14 February 2020 • FacultyResearch Penn Earns NSF Grant to Improve LIGO Capability

Associate Professor of Physics Steven Penn and Syracuse University Professor of Physics Stefan Ballmer are leading a new project funded through a National Science Foundation Grant to develop improved instrumentation for detecting gravitational waves.

Their work will enhance the observational range of the Advanced Laser Interferometer Gravitational-Wave Observatory (LIGO) and its ability to detect ripples in the fabric of spacetime, a major prediction of Albert Einstein’s 1915 general theory of relativity.

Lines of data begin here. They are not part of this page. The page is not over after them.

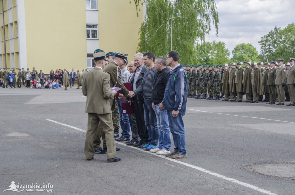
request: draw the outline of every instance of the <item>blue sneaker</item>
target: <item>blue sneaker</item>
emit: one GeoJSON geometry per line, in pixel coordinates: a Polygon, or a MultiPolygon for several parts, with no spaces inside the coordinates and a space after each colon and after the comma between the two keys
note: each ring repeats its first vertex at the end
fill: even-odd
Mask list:
{"type": "Polygon", "coordinates": [[[147,143],[146,145],[145,145],[144,146],[141,146],[141,148],[143,148],[144,149],[145,149],[148,147],[149,147],[150,145],[148,143],[147,143]]]}
{"type": "Polygon", "coordinates": [[[154,149],[155,148],[157,148],[159,147],[159,144],[158,144],[157,146],[154,146],[153,145],[151,145],[145,149],[147,150],[150,151],[152,149],[154,149]]]}

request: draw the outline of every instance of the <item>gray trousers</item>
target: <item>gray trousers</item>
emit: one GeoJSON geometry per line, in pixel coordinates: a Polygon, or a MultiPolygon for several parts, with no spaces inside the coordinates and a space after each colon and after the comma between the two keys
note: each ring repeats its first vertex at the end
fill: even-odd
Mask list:
{"type": "Polygon", "coordinates": [[[130,124],[130,127],[131,128],[131,131],[132,133],[131,135],[132,136],[132,139],[138,143],[139,142],[140,140],[140,138],[138,135],[138,130],[137,129],[136,120],[135,119],[135,114],[128,114],[128,117],[129,118],[129,123],[130,124]]]}

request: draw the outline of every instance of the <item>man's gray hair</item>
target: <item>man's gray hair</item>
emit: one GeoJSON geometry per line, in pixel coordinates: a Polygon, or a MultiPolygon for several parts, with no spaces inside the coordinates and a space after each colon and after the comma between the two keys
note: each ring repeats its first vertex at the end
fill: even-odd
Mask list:
{"type": "Polygon", "coordinates": [[[163,64],[163,65],[166,66],[166,58],[163,56],[159,56],[157,57],[155,59],[155,61],[157,60],[157,62],[158,64],[162,63],[163,64]]]}
{"type": "Polygon", "coordinates": [[[142,53],[140,53],[140,52],[138,52],[138,53],[135,54],[135,55],[134,55],[134,57],[135,57],[137,55],[139,55],[139,57],[141,59],[142,59],[142,58],[143,58],[143,54],[142,53]]]}

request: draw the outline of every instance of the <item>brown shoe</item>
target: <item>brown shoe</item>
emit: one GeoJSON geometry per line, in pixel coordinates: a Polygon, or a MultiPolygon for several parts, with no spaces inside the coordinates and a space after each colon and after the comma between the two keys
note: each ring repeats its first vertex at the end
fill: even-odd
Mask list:
{"type": "Polygon", "coordinates": [[[177,153],[175,153],[174,152],[173,152],[171,153],[170,154],[166,154],[166,155],[165,155],[165,156],[167,156],[167,157],[171,157],[171,156],[173,156],[173,155],[175,155],[175,154],[176,154],[177,153]]]}
{"type": "Polygon", "coordinates": [[[183,158],[187,157],[186,154],[185,155],[182,155],[181,154],[178,153],[176,154],[171,156],[171,158],[183,158]]]}

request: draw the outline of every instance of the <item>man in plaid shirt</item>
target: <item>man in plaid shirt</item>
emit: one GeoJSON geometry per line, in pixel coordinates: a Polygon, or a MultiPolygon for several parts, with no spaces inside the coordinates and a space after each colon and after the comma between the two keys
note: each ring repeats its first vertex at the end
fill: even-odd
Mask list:
{"type": "MultiPolygon", "coordinates": [[[[120,68],[121,69],[121,80],[122,83],[128,82],[128,80],[130,77],[130,73],[127,70],[126,65],[128,64],[127,60],[124,59],[125,63],[121,65],[120,68]]],[[[119,138],[116,138],[115,140],[119,141],[129,141],[130,140],[130,125],[129,124],[129,118],[128,115],[123,114],[122,113],[122,109],[121,103],[123,102],[122,100],[118,99],[118,108],[119,111],[119,118],[120,118],[120,124],[122,129],[122,135],[119,138]]]]}

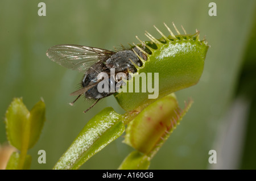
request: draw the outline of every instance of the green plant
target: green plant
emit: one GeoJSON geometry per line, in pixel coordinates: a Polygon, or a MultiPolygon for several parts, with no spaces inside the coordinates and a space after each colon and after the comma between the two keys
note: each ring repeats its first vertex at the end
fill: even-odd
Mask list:
{"type": "MultiPolygon", "coordinates": [[[[158,85],[154,85],[159,86],[158,98],[148,99],[148,92],[115,94],[115,99],[126,112],[120,115],[112,108],[108,107],[97,114],[82,129],[56,163],[54,169],[79,169],[94,154],[122,135],[125,131],[126,134],[124,142],[133,147],[135,151],[125,159],[119,169],[146,169],[148,167],[150,159],[179,123],[192,103],[191,100],[185,102],[185,108],[182,110],[173,92],[198,82],[203,71],[204,60],[209,48],[205,40],[200,40],[198,31],[193,35],[188,35],[183,28],[184,34],[181,35],[174,26],[178,34],[175,36],[166,27],[170,32],[170,36],[164,36],[156,28],[162,36],[160,39],[156,39],[147,32],[146,35],[151,41],[143,42],[138,39],[141,44],[131,45],[140,49],[147,56],[147,60],[137,55],[143,62],[143,66],[135,66],[138,70],[137,73],[128,81],[129,83],[122,87],[125,89],[126,86],[131,85],[134,87],[134,79],[139,73],[158,73],[159,79],[156,82],[158,85]]],[[[141,89],[142,85],[139,86],[141,89]]],[[[9,163],[13,163],[9,165],[19,163],[18,166],[9,166],[9,168],[21,169],[25,168],[24,163],[30,159],[26,157],[27,149],[36,141],[43,125],[42,123],[32,124],[34,122],[30,117],[34,115],[31,117],[35,117],[35,120],[36,120],[36,117],[40,118],[38,123],[43,123],[45,118],[43,116],[43,111],[42,112],[38,111],[38,115],[33,113],[33,108],[30,114],[26,111],[26,107],[20,103],[18,105],[21,105],[22,108],[18,107],[17,110],[19,111],[17,112],[19,113],[15,114],[16,111],[9,111],[15,110],[13,108],[14,107],[13,104],[11,104],[10,107],[11,108],[9,107],[6,113],[6,130],[9,141],[20,150],[21,153],[20,157],[14,154],[9,161],[9,163]],[[22,123],[28,123],[23,124],[24,129],[22,130],[26,131],[20,134],[22,136],[20,137],[22,139],[18,141],[19,145],[16,144],[15,141],[16,139],[13,139],[10,136],[11,133],[14,132],[10,131],[11,127],[9,125],[12,125],[10,123],[14,123],[13,124],[15,124],[20,122],[14,121],[15,119],[24,120],[22,123]],[[30,129],[34,127],[38,129],[30,129]],[[30,131],[32,130],[34,131],[33,133],[30,131]],[[35,131],[36,132],[34,133],[35,131]],[[30,132],[31,133],[24,133],[30,132]],[[35,137],[31,136],[33,134],[36,134],[35,137]],[[35,140],[30,141],[32,137],[35,140]]]]}

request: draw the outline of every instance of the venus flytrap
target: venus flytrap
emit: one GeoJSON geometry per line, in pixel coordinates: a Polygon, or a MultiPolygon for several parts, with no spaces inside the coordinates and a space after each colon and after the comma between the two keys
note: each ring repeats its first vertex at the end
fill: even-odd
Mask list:
{"type": "MultiPolygon", "coordinates": [[[[133,49],[143,65],[138,66],[133,63],[137,71],[122,87],[122,89],[129,90],[129,87],[133,89],[138,86],[134,80],[140,73],[157,73],[158,84],[154,84],[154,86],[159,86],[156,99],[148,99],[152,91],[136,92],[129,90],[116,92],[115,99],[126,113],[119,115],[110,108],[98,113],[85,125],[53,169],[77,169],[120,136],[126,125],[127,128],[125,142],[137,150],[128,155],[119,169],[148,167],[150,159],[192,104],[189,102],[184,110],[181,110],[172,93],[198,82],[209,48],[205,40],[200,40],[198,31],[193,35],[188,35],[182,27],[184,34],[181,35],[174,24],[178,34],[175,36],[165,25],[170,33],[168,36],[155,27],[162,35],[161,38],[157,39],[146,32],[150,41],[142,41],[137,37],[141,44],[131,45],[131,48],[137,47],[143,53],[143,57],[133,49]]],[[[154,79],[155,74],[151,75],[154,79]]],[[[142,86],[141,84],[139,85],[140,89],[142,86]]]]}

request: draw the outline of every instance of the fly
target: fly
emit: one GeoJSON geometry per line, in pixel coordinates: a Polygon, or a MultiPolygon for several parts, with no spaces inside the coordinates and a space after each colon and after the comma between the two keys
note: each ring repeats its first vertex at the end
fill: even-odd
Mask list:
{"type": "MultiPolygon", "coordinates": [[[[101,99],[114,94],[110,91],[98,92],[97,85],[102,81],[97,79],[100,73],[105,72],[109,75],[110,69],[114,68],[115,75],[121,72],[128,76],[129,72],[137,71],[133,62],[138,66],[142,66],[142,62],[134,51],[146,60],[146,55],[136,47],[120,51],[111,51],[98,48],[63,44],[50,48],[47,51],[46,55],[52,61],[62,66],[84,73],[81,82],[81,88],[71,94],[71,95],[78,96],[69,104],[73,105],[82,95],[84,95],[86,99],[95,100],[94,103],[84,111],[85,113],[101,99]]],[[[115,79],[114,82],[113,82],[112,79],[109,78],[109,89],[110,84],[116,84],[117,80],[115,79]]]]}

According to the NSF abstract, the grant funds “equipment for testing new, lower thermal noise mirror coatings for current and future gravitational-wave observatories.” The equipment, a “cryogenic elastic loss measurement apparatus,” is designed “to revolutionize testing of optical coatings materials. The apparatus permits rapid-turnaround measurement of the elastic loss of the new coating samples, which drives the thermal noise in gravitational-wave detector mirror coatings.”

Penn was a co-author of the Physical Review Letters article announcing the 2015 detection of gravitational waves by LIGO. In 2017, for his work pioneering the discovery of gravitational waves, he was among the international team of scientists recognized with the prestigious and highly selective Special Breakthrough Prize in Fundamental Physics, through which Penn was awarded a “Breakthrough Prize: Scientists Changing the World” medal. Later in 2017, the Nobel Prize in Physics was awarded to Rainer Weiss of MIT, and Barry Barish and Kip Thorne of California Institute of Technology for the discovery of gravitational waves, a scientific breakthrough made possible thanks to the global LSC research team, including Penn.

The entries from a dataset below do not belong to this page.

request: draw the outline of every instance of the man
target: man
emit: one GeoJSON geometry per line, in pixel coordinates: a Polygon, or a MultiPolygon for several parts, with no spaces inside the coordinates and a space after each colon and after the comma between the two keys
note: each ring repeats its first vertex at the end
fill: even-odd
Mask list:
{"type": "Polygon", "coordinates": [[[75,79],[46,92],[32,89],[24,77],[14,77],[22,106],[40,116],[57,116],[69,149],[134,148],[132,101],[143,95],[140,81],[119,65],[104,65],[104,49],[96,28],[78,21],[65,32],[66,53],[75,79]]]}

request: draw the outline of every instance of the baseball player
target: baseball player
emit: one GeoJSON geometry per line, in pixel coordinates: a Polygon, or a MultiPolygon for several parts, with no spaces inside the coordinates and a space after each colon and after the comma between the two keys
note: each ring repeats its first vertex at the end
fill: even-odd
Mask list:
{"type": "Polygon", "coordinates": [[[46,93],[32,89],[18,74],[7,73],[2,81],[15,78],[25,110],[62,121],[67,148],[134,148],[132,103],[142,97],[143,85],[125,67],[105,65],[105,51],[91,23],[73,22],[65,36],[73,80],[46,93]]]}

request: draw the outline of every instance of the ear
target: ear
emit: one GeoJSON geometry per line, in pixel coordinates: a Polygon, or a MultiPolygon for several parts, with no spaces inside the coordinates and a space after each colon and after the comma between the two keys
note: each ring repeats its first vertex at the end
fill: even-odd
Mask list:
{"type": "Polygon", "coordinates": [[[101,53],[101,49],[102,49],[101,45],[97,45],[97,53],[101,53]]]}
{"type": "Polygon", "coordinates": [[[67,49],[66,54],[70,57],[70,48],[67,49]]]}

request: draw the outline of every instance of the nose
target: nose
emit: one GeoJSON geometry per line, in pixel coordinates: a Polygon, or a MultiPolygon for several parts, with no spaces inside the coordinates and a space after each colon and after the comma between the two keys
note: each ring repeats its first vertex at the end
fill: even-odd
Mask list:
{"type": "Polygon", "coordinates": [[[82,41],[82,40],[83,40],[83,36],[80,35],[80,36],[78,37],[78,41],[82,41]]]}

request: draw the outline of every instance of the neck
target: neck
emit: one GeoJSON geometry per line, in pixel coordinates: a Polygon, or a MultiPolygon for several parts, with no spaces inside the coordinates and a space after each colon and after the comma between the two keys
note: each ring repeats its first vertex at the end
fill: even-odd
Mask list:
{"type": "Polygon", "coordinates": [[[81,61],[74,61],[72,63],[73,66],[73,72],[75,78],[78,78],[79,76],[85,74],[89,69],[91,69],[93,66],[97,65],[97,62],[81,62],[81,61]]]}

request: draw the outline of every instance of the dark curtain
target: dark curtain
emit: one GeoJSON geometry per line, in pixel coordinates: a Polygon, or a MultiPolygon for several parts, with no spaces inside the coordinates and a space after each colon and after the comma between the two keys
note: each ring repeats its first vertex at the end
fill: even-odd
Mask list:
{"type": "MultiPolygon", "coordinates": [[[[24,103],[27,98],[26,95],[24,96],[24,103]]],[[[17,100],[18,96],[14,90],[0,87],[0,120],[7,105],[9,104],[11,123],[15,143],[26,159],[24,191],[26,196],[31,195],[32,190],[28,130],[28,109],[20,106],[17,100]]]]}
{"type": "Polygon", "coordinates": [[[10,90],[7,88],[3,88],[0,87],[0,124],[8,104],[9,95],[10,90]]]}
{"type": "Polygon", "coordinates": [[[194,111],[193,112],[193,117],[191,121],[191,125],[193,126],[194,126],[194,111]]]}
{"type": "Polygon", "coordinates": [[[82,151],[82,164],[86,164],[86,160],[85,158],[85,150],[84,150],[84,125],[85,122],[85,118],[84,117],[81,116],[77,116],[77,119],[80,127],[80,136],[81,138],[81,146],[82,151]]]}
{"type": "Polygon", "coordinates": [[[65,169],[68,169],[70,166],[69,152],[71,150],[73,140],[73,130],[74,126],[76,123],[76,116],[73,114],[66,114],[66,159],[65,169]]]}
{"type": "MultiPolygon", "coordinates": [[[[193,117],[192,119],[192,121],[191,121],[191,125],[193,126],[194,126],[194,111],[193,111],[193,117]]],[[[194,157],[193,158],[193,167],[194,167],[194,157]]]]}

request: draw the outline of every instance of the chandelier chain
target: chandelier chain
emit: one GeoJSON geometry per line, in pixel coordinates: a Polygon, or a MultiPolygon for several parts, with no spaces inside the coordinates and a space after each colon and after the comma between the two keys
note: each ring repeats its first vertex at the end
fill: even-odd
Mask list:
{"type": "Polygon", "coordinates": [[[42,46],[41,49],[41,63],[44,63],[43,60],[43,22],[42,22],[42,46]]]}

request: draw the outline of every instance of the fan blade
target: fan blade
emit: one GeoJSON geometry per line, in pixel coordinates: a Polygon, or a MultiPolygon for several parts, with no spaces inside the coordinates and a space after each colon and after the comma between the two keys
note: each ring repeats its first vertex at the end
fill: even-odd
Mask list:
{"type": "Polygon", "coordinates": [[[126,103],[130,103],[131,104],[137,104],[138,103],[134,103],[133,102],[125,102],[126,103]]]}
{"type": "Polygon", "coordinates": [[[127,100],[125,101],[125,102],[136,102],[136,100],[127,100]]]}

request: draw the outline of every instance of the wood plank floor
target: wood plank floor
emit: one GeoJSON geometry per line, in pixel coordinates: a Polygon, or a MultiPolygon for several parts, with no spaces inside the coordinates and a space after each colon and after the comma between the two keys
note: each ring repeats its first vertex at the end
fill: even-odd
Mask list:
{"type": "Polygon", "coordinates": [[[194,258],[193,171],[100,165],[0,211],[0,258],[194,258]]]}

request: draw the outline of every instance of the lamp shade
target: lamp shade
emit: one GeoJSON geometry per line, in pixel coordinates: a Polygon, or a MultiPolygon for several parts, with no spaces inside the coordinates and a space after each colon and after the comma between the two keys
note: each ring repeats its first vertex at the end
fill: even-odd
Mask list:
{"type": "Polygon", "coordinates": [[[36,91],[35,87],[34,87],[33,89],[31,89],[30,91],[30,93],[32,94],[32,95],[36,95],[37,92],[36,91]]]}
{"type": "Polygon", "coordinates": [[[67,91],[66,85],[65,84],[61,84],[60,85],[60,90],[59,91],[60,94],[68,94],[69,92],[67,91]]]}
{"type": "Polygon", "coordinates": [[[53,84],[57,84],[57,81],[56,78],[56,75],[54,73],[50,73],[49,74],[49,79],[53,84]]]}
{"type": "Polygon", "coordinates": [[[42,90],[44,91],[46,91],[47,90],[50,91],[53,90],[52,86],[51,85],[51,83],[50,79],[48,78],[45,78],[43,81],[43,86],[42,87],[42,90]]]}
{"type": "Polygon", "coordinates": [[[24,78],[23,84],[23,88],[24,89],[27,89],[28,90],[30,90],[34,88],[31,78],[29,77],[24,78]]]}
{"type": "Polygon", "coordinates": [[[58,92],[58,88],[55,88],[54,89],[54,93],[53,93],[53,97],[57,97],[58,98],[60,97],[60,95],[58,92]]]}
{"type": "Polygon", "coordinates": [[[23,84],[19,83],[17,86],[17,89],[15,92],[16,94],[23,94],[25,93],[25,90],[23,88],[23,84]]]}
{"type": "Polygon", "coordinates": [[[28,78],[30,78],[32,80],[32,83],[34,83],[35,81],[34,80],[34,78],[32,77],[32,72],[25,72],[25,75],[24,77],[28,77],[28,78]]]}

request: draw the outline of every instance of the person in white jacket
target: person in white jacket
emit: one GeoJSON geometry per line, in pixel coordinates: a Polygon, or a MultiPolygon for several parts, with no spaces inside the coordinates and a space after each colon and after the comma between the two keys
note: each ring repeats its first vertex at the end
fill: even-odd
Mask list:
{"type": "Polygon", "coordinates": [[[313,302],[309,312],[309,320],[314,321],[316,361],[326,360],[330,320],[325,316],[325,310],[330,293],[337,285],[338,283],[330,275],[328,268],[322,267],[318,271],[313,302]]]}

A longtime member of the LIGO Scientific Collaboration (LSC), Penn discovered how to significantly reduce thermal noise in the material fused silica, which led to the selection of fused silica for the Advanced LIGO mirror substrates and suspensions. With that upgrade, scientists will be able to increase the amount of the universe that can be probed by a thousandfold.

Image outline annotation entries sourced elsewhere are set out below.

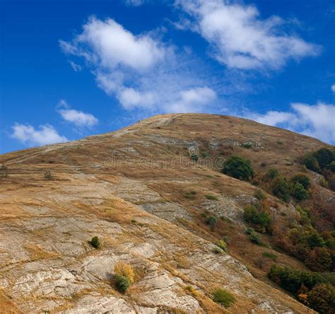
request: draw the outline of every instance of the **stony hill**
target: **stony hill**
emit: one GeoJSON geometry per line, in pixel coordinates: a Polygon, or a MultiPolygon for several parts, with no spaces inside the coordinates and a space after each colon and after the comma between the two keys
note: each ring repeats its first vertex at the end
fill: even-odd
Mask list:
{"type": "Polygon", "coordinates": [[[305,209],[319,213],[319,234],[334,226],[334,192],[300,162],[323,147],[249,120],[175,114],[1,156],[0,312],[314,313],[267,274],[273,264],[310,272],[277,241],[307,228],[305,209]],[[232,155],[250,161],[253,180],[221,172],[232,155]],[[303,170],[308,199],[274,195],[262,179],[271,168],[288,181],[303,170]],[[253,226],[259,243],[245,233],[250,204],[271,221],[266,232],[253,226]],[[134,271],[126,292],[120,260],[134,271]],[[234,301],[220,302],[220,289],[234,301]]]}

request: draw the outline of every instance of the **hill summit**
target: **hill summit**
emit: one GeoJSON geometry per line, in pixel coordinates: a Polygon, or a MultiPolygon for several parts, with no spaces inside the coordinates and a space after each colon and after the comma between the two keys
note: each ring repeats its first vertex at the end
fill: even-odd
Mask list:
{"type": "Polygon", "coordinates": [[[331,286],[332,161],[304,165],[322,149],[173,114],[1,156],[2,313],[327,313],[313,289],[331,286]],[[322,279],[290,290],[278,267],[322,279]]]}

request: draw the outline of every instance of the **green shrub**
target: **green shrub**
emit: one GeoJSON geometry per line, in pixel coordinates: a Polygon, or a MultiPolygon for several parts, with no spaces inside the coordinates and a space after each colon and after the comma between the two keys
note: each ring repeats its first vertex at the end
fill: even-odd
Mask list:
{"type": "Polygon", "coordinates": [[[97,236],[92,238],[92,240],[90,240],[90,244],[93,248],[95,248],[97,249],[100,248],[100,241],[99,240],[99,238],[97,236]]]}
{"type": "Polygon", "coordinates": [[[333,152],[325,147],[317,150],[314,155],[322,169],[335,161],[335,156],[333,152]]]}
{"type": "Polygon", "coordinates": [[[265,211],[259,211],[254,206],[248,205],[244,209],[245,222],[252,224],[257,231],[265,232],[271,227],[271,217],[265,211]]]}
{"type": "Polygon", "coordinates": [[[263,252],[261,254],[264,257],[269,258],[272,260],[276,260],[278,256],[276,254],[271,253],[271,252],[263,252]]]}
{"type": "Polygon", "coordinates": [[[307,169],[317,173],[320,171],[320,166],[317,162],[317,159],[312,153],[306,155],[302,159],[302,163],[306,166],[307,169]]]}
{"type": "Polygon", "coordinates": [[[321,314],[334,313],[335,289],[330,284],[317,284],[307,293],[308,305],[321,314]]]}
{"type": "Polygon", "coordinates": [[[331,161],[327,168],[329,169],[332,173],[335,173],[335,161],[331,161]]]}
{"type": "Polygon", "coordinates": [[[289,199],[290,185],[283,177],[276,178],[271,183],[271,191],[274,195],[288,202],[289,199]]]}
{"type": "Polygon", "coordinates": [[[261,243],[260,236],[256,233],[253,228],[247,228],[245,232],[249,235],[249,240],[250,240],[251,242],[256,244],[261,243]]]}
{"type": "Polygon", "coordinates": [[[213,195],[212,194],[207,194],[205,195],[205,197],[207,199],[211,199],[211,200],[213,200],[213,201],[217,201],[218,200],[218,197],[216,197],[215,195],[213,195]]]}
{"type": "Polygon", "coordinates": [[[279,176],[279,171],[278,171],[277,169],[271,168],[266,171],[266,173],[265,173],[264,176],[263,177],[263,180],[266,182],[271,181],[275,178],[277,178],[278,176],[279,176]]]}
{"type": "Polygon", "coordinates": [[[218,246],[221,249],[225,252],[227,250],[227,243],[223,240],[220,240],[216,243],[216,245],[218,246]]]}
{"type": "Polygon", "coordinates": [[[218,219],[216,219],[213,216],[210,216],[205,220],[205,223],[211,226],[211,230],[213,231],[216,226],[216,223],[218,223],[218,219]]]}
{"type": "Polygon", "coordinates": [[[225,175],[245,181],[254,177],[250,161],[235,155],[230,156],[225,161],[222,172],[225,175]]]}
{"type": "Polygon", "coordinates": [[[329,187],[328,182],[327,182],[326,179],[324,179],[324,177],[323,176],[320,178],[320,180],[319,180],[319,184],[322,187],[326,187],[326,189],[328,189],[328,187],[329,187]]]}
{"type": "Polygon", "coordinates": [[[228,308],[232,306],[235,300],[234,296],[227,290],[218,289],[213,291],[213,301],[221,304],[225,308],[228,308]]]}
{"type": "Polygon", "coordinates": [[[310,186],[310,179],[306,175],[303,173],[297,173],[290,180],[293,185],[295,183],[299,182],[304,187],[304,189],[305,190],[308,190],[310,186]]]}
{"type": "Polygon", "coordinates": [[[308,192],[304,189],[302,185],[298,182],[294,185],[291,194],[298,201],[303,201],[308,197],[308,192]]]}
{"type": "Polygon", "coordinates": [[[264,192],[260,190],[260,189],[257,189],[254,193],[254,196],[259,200],[259,201],[261,201],[263,199],[265,199],[266,198],[266,196],[265,195],[265,194],[264,193],[264,192]]]}
{"type": "Polygon", "coordinates": [[[118,290],[121,292],[126,292],[130,286],[130,280],[125,276],[117,274],[115,276],[115,283],[118,290]]]}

In 2019, Penn was elected Chair of the LSC Council. In the LSC organizational structure, akin to a parliamentary body, the position of Chair corresponds to the Speaker of Parliament, a central role in the management and execution of the group’s mission and goals. The LSC spokesperson is the position that, like the Prime Minister, is the leader of the collaboration. Penn has previously chaired the LSC Coating Working Group, a subcommittee of the Optics Working Group, which is developing coatings for future detectors.